08. Februar 2024 | Zurück zur Artikelübersicht » |
Der heiter-lockere Karneval fällt in diesem Jahr irgendwie aus für den TV Aldekerk. Teilweise jedenfalls. Das hat in erster Linie mit der allgemein ziemlich bescheidenen sportlichen Lage zu tun und besonders natürlich mit dem Mega-Frust vom vergangenen Wochenende, als die Mannschaft um Spielertrainer Tim Gentges im Kellerduell beim TuS Dansenberg eine Niederlage aus der Kategorie besonders bitter hinnehmen musste – durch einen Freiwurf zum 28:29 in der letzten Sekunde. Nicht mal einen einzigen klaren Gedanken konnte der Verlierer direkt nach der Schluss-Sirene fassen. Ob daraus ein echter Wirkungstreffer wird, der die Aldekerker im weiteren Abstiegskampf zusätzlich belastet, muss sich erst zeigen, aber die Auswirkungen in der Tabelle waren natürlich ungünstig. Und ausgerechnet in dieser Situation tritt der TVA nun zum Duell bei der HSG Krefeld Niederrhein an, weil es jemand vor einiger Zeit für eine gute Idee hielt, das Derby auf den ansonsten in der 3. Liga und in allen Klassen darunter freien Karnevalssamstag vorzuziehen (vom 24. Spieltag im April). Klar: Nachbarn sind der TV Aldekerk und die Eagles bei einer räumlichen Distanz von ungefähr 20 Kilometern zurzeit nur geografisch – und erkennbar nicht handballerisch: Auf Rang zwei sind die Krefelder (30:6 Punkte) schließlich zusammen mit dem ungeschlagenen Spitzenreiter TuS Ferndorf (33:1) ein ernsthafter Kandidat für die beiden Plätze, die zur Teilnahme an der Aufstiegsrunde zur 2. Bundesliga berechtigen. Das Trio aus HG Saarlouis (25:11) HSG Hanau (23:11) und HSG Rodgau Nieder-Roden (23:11) folgt dann mit einem beträchtlichen Rückstand. Und die Aldekerker? Langsam sollten sie vielleicht einen Rechenschieber bereitlegen, um die Chancen für den weiteren Kampf gegen den Abstieg auszuloten. Die sportliche Rettung hängt schließlich an einem sehr dünnen Faden.

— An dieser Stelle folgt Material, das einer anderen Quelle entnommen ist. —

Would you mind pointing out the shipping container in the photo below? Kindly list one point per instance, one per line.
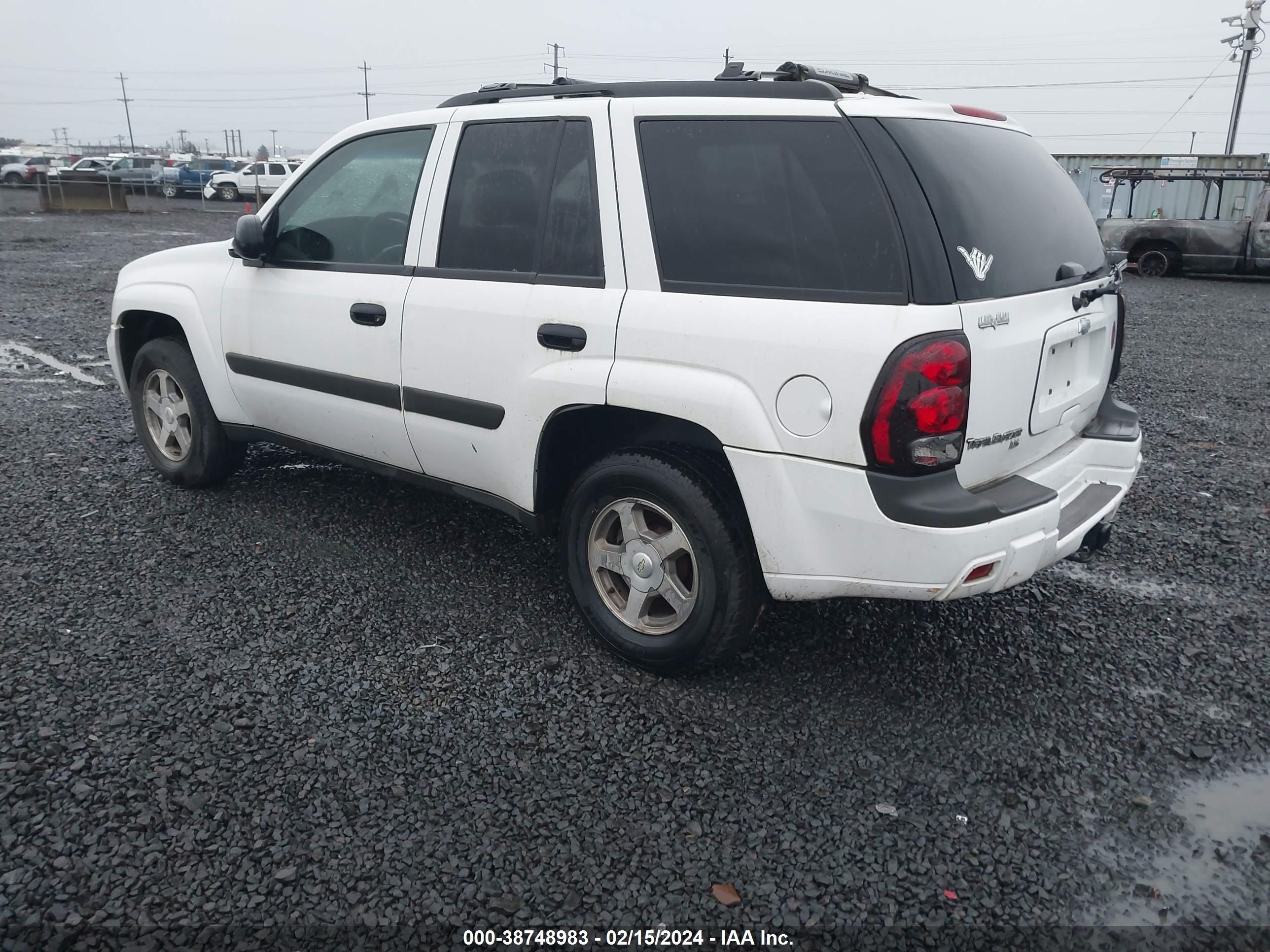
(1167, 200)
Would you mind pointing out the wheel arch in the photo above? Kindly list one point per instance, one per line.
(146, 311)
(1170, 248)
(574, 437)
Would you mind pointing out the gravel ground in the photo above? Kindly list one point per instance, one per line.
(314, 702)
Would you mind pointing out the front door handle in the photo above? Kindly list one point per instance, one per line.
(563, 337)
(370, 315)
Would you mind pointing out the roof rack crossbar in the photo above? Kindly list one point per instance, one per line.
(792, 80)
(1159, 174)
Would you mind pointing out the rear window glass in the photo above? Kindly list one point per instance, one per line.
(770, 207)
(1009, 215)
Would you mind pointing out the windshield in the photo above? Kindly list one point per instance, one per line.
(1009, 215)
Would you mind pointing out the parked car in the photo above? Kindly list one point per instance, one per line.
(136, 170)
(87, 164)
(25, 172)
(1161, 247)
(230, 186)
(192, 175)
(845, 367)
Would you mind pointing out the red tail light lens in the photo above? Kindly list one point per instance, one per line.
(917, 417)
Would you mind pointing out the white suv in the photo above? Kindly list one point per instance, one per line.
(720, 337)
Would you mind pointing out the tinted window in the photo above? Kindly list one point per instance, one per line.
(769, 204)
(354, 205)
(1000, 193)
(494, 205)
(570, 241)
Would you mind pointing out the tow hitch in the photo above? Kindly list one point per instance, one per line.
(1094, 540)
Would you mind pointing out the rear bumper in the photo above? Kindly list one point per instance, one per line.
(822, 534)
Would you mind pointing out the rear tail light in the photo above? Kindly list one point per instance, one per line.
(916, 420)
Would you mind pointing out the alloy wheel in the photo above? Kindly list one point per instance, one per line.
(167, 413)
(643, 565)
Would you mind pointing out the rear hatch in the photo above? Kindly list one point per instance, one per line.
(1022, 243)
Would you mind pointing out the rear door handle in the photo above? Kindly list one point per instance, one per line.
(370, 315)
(563, 337)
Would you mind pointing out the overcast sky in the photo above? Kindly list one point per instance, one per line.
(292, 67)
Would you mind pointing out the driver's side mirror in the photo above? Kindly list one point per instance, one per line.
(249, 239)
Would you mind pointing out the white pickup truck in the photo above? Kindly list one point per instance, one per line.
(230, 186)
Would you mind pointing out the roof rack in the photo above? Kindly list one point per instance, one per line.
(790, 71)
(792, 82)
(1211, 174)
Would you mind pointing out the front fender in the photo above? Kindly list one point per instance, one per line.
(178, 301)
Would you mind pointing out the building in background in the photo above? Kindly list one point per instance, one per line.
(1172, 200)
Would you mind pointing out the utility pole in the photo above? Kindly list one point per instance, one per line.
(366, 87)
(556, 60)
(1245, 41)
(126, 113)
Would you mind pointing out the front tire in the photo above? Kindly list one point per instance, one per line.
(657, 550)
(175, 419)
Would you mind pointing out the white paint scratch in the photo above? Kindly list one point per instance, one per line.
(75, 373)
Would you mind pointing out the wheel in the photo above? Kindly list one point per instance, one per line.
(175, 420)
(657, 550)
(1154, 265)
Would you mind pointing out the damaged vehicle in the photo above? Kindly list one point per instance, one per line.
(1161, 247)
(776, 336)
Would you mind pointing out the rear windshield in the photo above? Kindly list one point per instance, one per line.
(1008, 212)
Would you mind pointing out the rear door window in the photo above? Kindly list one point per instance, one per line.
(1009, 215)
(770, 208)
(523, 200)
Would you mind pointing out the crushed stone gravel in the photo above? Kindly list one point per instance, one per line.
(317, 706)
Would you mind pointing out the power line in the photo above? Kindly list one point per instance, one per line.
(126, 113)
(366, 89)
(556, 60)
(1183, 103)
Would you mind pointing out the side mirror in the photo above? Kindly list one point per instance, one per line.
(249, 238)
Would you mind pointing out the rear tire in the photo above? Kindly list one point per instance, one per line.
(657, 550)
(175, 420)
(1154, 265)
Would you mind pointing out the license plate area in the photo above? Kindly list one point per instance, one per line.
(1074, 365)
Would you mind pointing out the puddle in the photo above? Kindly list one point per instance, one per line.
(1217, 871)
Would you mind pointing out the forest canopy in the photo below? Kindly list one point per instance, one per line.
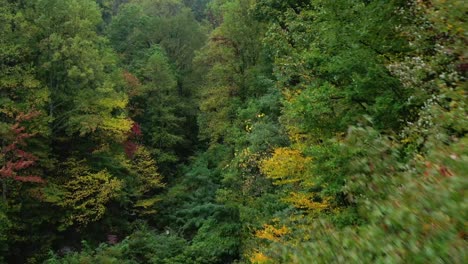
(233, 131)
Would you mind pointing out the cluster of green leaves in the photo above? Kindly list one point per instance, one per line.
(287, 131)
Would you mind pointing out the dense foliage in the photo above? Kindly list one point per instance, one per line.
(233, 131)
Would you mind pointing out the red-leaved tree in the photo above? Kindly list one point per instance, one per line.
(13, 159)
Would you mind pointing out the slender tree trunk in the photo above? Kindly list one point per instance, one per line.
(4, 189)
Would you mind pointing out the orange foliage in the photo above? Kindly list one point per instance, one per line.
(285, 166)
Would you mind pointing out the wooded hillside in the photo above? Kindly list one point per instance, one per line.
(233, 131)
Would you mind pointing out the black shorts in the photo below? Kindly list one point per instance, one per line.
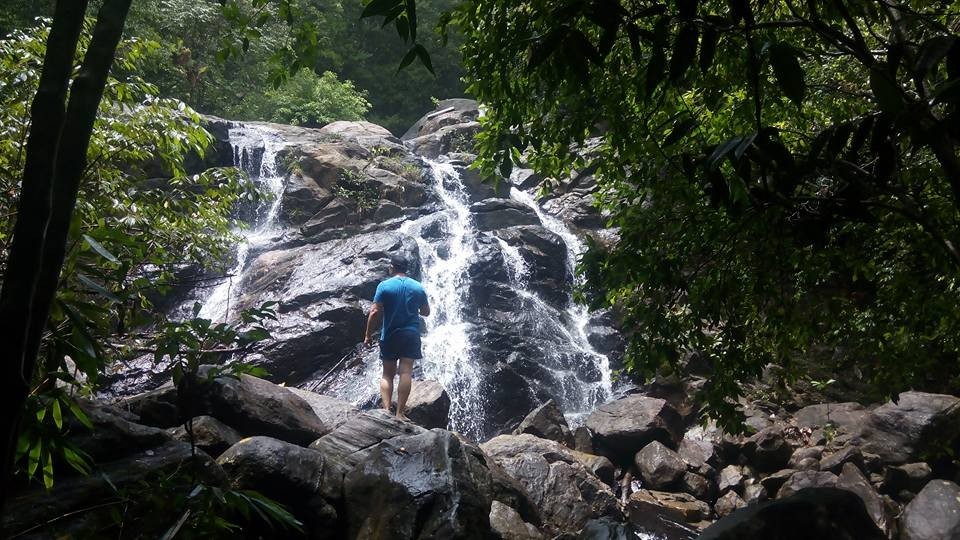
(401, 344)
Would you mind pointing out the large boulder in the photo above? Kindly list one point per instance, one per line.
(813, 513)
(295, 476)
(419, 486)
(559, 480)
(254, 406)
(209, 434)
(768, 450)
(491, 214)
(447, 112)
(659, 466)
(48, 513)
(428, 404)
(934, 514)
(853, 480)
(547, 422)
(351, 443)
(506, 446)
(899, 431)
(655, 512)
(333, 412)
(624, 426)
(507, 524)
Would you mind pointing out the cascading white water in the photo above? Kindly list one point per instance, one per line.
(446, 346)
(600, 391)
(246, 141)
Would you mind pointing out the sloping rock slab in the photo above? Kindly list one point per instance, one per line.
(352, 442)
(934, 513)
(333, 412)
(254, 406)
(295, 476)
(428, 404)
(622, 427)
(812, 513)
(419, 486)
(898, 432)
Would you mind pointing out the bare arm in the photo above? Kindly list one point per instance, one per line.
(374, 321)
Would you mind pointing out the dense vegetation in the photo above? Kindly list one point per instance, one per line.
(783, 177)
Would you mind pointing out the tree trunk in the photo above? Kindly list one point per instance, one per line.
(55, 162)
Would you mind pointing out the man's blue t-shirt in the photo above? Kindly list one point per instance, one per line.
(401, 298)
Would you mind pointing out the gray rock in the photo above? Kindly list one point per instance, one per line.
(697, 453)
(909, 476)
(728, 503)
(428, 404)
(696, 485)
(835, 461)
(852, 479)
(209, 434)
(624, 426)
(461, 111)
(768, 450)
(547, 422)
(934, 514)
(898, 432)
(567, 493)
(731, 479)
(254, 406)
(806, 479)
(773, 482)
(847, 416)
(333, 412)
(507, 524)
(295, 476)
(755, 493)
(491, 214)
(426, 485)
(800, 454)
(659, 466)
(350, 444)
(647, 509)
(814, 513)
(156, 408)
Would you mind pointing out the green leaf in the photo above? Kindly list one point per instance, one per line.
(684, 51)
(789, 74)
(57, 413)
(100, 249)
(680, 130)
(885, 90)
(379, 7)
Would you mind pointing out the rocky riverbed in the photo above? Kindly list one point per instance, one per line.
(517, 430)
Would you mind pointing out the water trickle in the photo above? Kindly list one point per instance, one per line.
(250, 143)
(444, 263)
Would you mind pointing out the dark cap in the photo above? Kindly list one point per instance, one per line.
(399, 264)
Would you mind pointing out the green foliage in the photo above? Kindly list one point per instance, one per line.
(782, 176)
(132, 232)
(308, 99)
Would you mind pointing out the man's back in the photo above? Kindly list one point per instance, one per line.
(401, 298)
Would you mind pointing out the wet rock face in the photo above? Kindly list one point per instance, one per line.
(419, 486)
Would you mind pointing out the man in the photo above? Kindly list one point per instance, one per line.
(398, 303)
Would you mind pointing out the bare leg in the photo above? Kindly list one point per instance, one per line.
(403, 388)
(386, 383)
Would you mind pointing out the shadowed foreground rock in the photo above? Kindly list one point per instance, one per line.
(420, 486)
(815, 513)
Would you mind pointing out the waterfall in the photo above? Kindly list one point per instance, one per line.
(446, 346)
(247, 143)
(580, 401)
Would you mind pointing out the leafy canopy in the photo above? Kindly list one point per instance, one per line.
(783, 176)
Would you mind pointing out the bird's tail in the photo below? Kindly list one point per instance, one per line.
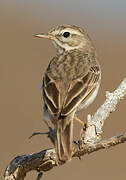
(64, 138)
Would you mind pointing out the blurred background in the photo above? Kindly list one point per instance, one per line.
(23, 60)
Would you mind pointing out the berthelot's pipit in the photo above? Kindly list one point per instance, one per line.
(70, 83)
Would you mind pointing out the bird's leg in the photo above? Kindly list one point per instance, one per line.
(79, 142)
(80, 121)
(51, 134)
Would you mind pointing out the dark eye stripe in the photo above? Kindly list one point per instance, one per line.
(66, 34)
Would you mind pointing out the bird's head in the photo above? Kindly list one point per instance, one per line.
(68, 37)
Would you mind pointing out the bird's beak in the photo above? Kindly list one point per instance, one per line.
(47, 36)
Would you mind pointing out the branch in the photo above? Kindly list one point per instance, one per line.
(46, 159)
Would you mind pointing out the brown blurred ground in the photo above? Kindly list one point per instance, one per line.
(23, 60)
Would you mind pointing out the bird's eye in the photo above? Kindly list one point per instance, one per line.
(66, 34)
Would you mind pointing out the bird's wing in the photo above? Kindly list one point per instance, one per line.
(79, 90)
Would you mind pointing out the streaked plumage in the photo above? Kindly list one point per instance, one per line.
(71, 83)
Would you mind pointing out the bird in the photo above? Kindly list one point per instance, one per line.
(70, 83)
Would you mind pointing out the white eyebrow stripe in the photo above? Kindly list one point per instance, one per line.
(72, 31)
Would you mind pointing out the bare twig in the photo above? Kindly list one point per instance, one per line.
(46, 159)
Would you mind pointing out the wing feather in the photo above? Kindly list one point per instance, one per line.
(83, 88)
(79, 90)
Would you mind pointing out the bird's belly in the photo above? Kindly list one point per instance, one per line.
(89, 100)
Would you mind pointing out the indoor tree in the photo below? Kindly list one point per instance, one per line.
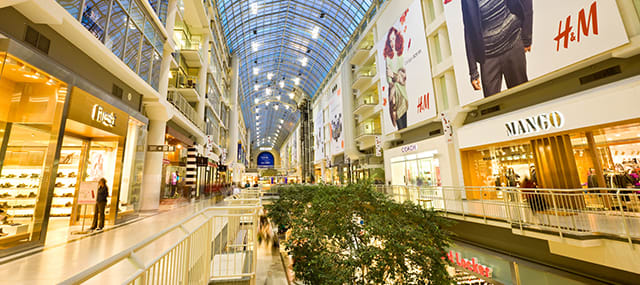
(356, 235)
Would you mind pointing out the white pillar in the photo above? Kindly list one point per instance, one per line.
(232, 152)
(152, 180)
(166, 55)
(202, 74)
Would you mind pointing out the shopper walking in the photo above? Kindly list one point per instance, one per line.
(497, 33)
(101, 204)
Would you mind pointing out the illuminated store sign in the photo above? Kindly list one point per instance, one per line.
(409, 148)
(535, 124)
(99, 115)
(469, 264)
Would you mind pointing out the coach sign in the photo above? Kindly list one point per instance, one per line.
(535, 124)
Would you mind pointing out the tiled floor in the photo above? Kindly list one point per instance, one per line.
(59, 262)
(269, 261)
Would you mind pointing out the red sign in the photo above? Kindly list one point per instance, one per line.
(471, 265)
(585, 24)
(423, 103)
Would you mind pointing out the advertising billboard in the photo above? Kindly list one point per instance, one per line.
(318, 134)
(406, 86)
(265, 160)
(335, 117)
(507, 43)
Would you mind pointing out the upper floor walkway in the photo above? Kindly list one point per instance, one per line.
(197, 243)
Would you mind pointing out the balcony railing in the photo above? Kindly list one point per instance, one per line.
(563, 212)
(217, 244)
(367, 71)
(368, 128)
(181, 80)
(185, 108)
(367, 99)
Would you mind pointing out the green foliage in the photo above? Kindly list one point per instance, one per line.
(395, 243)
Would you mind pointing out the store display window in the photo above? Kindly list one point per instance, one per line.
(133, 165)
(31, 104)
(420, 169)
(596, 157)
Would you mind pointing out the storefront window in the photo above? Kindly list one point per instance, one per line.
(596, 158)
(31, 104)
(415, 170)
(504, 166)
(132, 168)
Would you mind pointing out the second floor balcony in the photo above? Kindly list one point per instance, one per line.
(365, 103)
(189, 47)
(366, 132)
(185, 84)
(363, 77)
(177, 100)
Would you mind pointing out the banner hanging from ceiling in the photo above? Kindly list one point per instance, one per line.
(335, 117)
(318, 134)
(497, 45)
(406, 86)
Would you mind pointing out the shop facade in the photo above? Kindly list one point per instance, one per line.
(174, 166)
(590, 139)
(59, 135)
(470, 264)
(422, 163)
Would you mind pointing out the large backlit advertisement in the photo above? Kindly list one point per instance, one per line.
(406, 86)
(318, 134)
(500, 44)
(335, 117)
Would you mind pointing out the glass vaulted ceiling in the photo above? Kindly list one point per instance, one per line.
(286, 48)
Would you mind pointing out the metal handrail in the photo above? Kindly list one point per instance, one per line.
(589, 211)
(203, 234)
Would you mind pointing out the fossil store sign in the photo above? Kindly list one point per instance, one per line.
(87, 109)
(535, 124)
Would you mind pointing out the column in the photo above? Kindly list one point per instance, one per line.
(166, 55)
(202, 74)
(152, 177)
(232, 152)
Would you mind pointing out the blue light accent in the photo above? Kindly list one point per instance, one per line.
(283, 31)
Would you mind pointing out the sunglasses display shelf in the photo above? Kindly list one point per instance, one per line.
(20, 186)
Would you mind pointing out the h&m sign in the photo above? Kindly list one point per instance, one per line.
(535, 124)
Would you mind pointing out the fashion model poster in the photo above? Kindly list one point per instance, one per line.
(318, 140)
(335, 117)
(406, 86)
(506, 43)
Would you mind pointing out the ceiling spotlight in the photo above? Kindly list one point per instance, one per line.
(315, 32)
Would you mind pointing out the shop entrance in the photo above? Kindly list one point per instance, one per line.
(87, 155)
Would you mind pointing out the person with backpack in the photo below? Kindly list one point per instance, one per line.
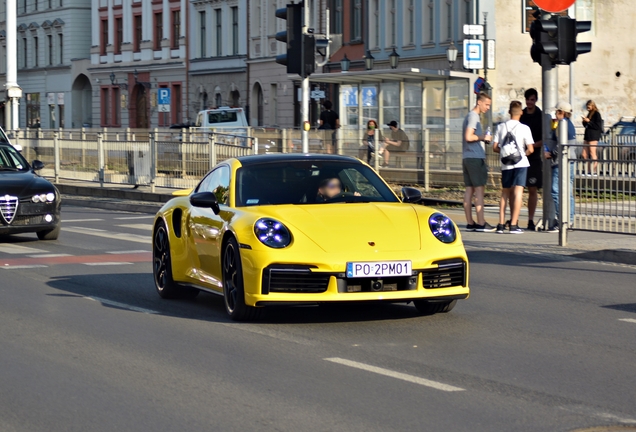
(514, 143)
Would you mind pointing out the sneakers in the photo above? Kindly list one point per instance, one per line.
(486, 227)
(514, 229)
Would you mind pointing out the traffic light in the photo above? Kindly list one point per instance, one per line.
(569, 48)
(544, 39)
(292, 36)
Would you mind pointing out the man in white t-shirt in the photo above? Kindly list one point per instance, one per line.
(513, 177)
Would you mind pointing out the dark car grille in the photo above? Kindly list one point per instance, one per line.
(448, 274)
(8, 207)
(294, 279)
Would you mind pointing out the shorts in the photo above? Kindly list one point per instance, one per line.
(475, 172)
(535, 174)
(514, 177)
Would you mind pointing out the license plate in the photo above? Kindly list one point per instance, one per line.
(378, 269)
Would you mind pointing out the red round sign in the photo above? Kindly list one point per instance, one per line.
(554, 6)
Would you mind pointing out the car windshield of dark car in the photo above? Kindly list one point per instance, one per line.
(11, 160)
(309, 182)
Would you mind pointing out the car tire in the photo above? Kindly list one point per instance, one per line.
(233, 287)
(49, 234)
(425, 307)
(166, 287)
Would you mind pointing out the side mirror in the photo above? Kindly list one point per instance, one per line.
(411, 195)
(205, 200)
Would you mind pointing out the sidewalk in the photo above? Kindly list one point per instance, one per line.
(596, 246)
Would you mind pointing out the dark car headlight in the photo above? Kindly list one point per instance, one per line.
(442, 228)
(272, 233)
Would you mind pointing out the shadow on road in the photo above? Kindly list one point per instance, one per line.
(137, 290)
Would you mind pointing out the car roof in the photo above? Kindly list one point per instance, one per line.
(293, 157)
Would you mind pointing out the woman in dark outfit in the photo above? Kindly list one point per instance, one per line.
(593, 124)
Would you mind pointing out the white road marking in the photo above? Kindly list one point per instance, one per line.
(82, 220)
(15, 249)
(23, 267)
(111, 235)
(121, 305)
(398, 375)
(136, 217)
(145, 227)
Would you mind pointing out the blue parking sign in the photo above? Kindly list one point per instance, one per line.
(163, 97)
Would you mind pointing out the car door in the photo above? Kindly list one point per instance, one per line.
(207, 227)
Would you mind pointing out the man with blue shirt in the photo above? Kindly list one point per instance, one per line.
(563, 111)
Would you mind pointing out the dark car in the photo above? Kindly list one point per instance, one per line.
(28, 202)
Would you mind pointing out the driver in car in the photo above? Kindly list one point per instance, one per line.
(330, 188)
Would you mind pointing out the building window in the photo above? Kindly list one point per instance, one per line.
(158, 30)
(119, 33)
(138, 34)
(106, 107)
(235, 30)
(104, 38)
(336, 17)
(176, 29)
(25, 53)
(61, 47)
(219, 32)
(50, 47)
(33, 109)
(356, 20)
(177, 117)
(36, 51)
(202, 34)
(392, 24)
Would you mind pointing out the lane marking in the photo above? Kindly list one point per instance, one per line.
(121, 305)
(7, 267)
(15, 249)
(134, 217)
(111, 235)
(48, 255)
(398, 375)
(82, 220)
(145, 227)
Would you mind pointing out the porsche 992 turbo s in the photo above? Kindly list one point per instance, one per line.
(28, 202)
(296, 228)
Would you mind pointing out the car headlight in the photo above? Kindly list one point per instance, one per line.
(442, 228)
(49, 197)
(272, 233)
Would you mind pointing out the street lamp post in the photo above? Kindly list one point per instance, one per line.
(451, 55)
(394, 59)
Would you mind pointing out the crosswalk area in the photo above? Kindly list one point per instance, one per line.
(89, 237)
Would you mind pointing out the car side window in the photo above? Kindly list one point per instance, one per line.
(217, 182)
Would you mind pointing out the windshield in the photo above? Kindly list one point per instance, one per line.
(11, 160)
(309, 182)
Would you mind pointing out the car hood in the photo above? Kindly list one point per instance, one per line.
(23, 184)
(351, 226)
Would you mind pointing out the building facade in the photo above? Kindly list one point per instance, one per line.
(52, 61)
(139, 47)
(218, 54)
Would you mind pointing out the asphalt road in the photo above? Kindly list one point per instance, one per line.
(543, 344)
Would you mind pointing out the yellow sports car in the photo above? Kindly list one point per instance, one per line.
(298, 228)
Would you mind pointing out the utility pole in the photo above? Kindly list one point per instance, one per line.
(14, 92)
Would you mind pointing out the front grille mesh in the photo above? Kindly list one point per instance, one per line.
(447, 274)
(8, 207)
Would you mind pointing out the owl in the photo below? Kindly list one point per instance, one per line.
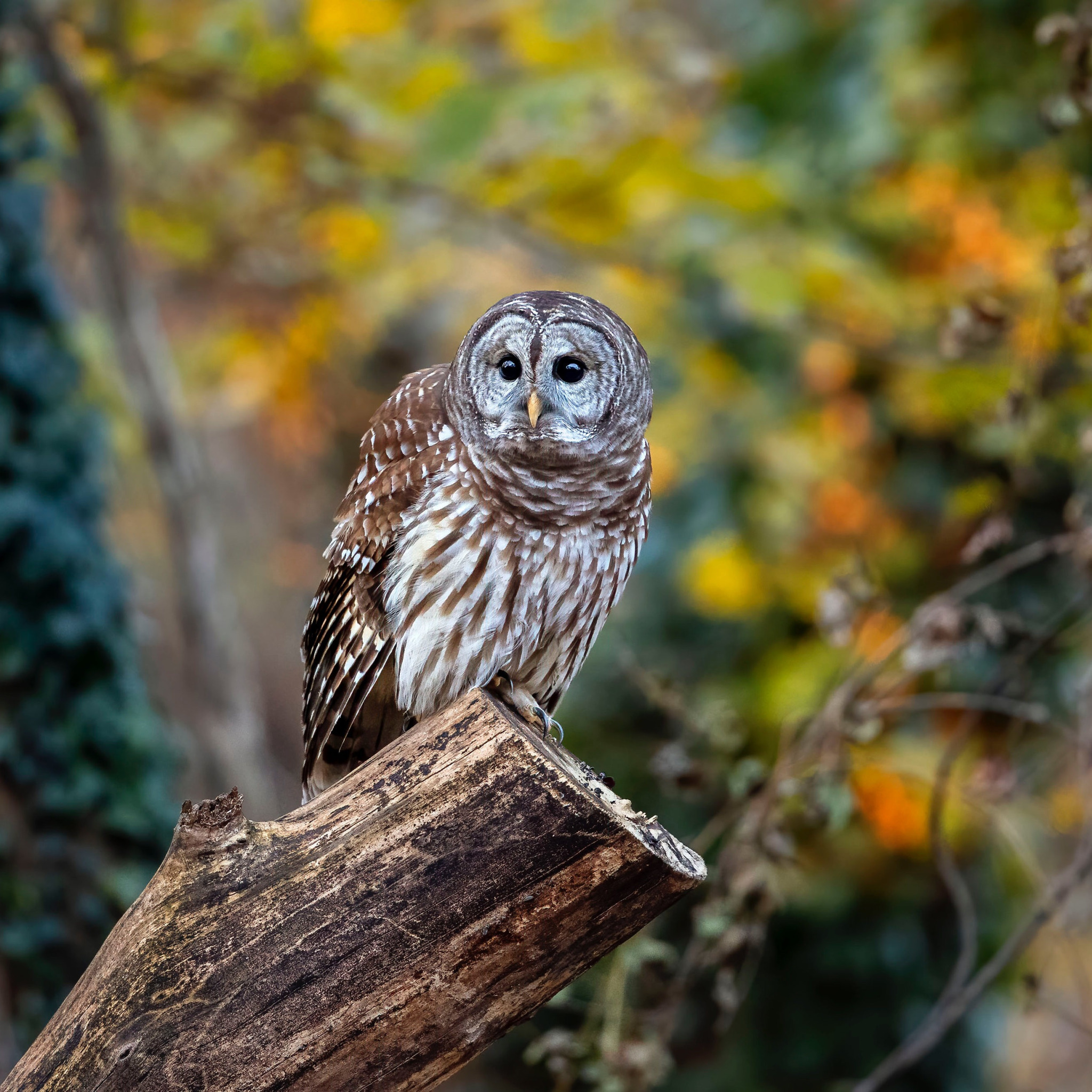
(498, 510)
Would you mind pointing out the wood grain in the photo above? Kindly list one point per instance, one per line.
(378, 937)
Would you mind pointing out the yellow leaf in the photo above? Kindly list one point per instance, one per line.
(665, 468)
(723, 580)
(333, 22)
(348, 233)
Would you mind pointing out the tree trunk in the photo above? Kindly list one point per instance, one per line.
(377, 938)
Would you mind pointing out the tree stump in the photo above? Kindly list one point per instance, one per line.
(377, 938)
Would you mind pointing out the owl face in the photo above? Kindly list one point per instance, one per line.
(550, 376)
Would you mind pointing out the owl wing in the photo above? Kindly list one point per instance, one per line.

Der spielende Trainer Tim Gentges fordert seine Mannschaft trotz oder gerade wegen der angespannten Situation auf, die kurze Dienstreise nach Krefeld zu genießen – praktisch als willkommene Abwechslung vom Dauerdruck, für die Rettung unbedingt gewinnen zu müssen. „Das war in Dansenberg natürlich ein Tiefschlag“, sagt Gentges, „es hilft jetzt aber nichts, darauf weiter rumzujammern. Es ist vorbei, wir können das nicht mehr ändern. Wir müssen den Blick nach vorne richten und das Krefeld-Spiel kommt eigentlich zu einem recht guten Zeitpunkt für uns, denn wir können das einfach alle genießen. Wir haben ja überhaupt nichts zu verlieren. Jedes enge Ergebnis und jedes Tor, das wir näher an Krefeld heranrücken, oder je länger wir es offenhalten können, ist für uns ein Gewinn. Wir wollen die Leute mit unserer Spielweise begeistern und mit unserer Mentalität. Und natürlich werden wir mit einem Plan hinfahren und so gut wie möglich gegenhalten. Wir wollen das bestmögliche Ergebnis rausholen. Es ist die generelle Aussage für den Rest der Saison, dass wir das durchziehen und weitermachen.“ Das hört sich an dieser Stelle nicht nach Resignation an, sondern eher nach einer Art Kampfansage für die nächsten drei Monate, in denen insgesamt noch 24 Punkte vergeben werden.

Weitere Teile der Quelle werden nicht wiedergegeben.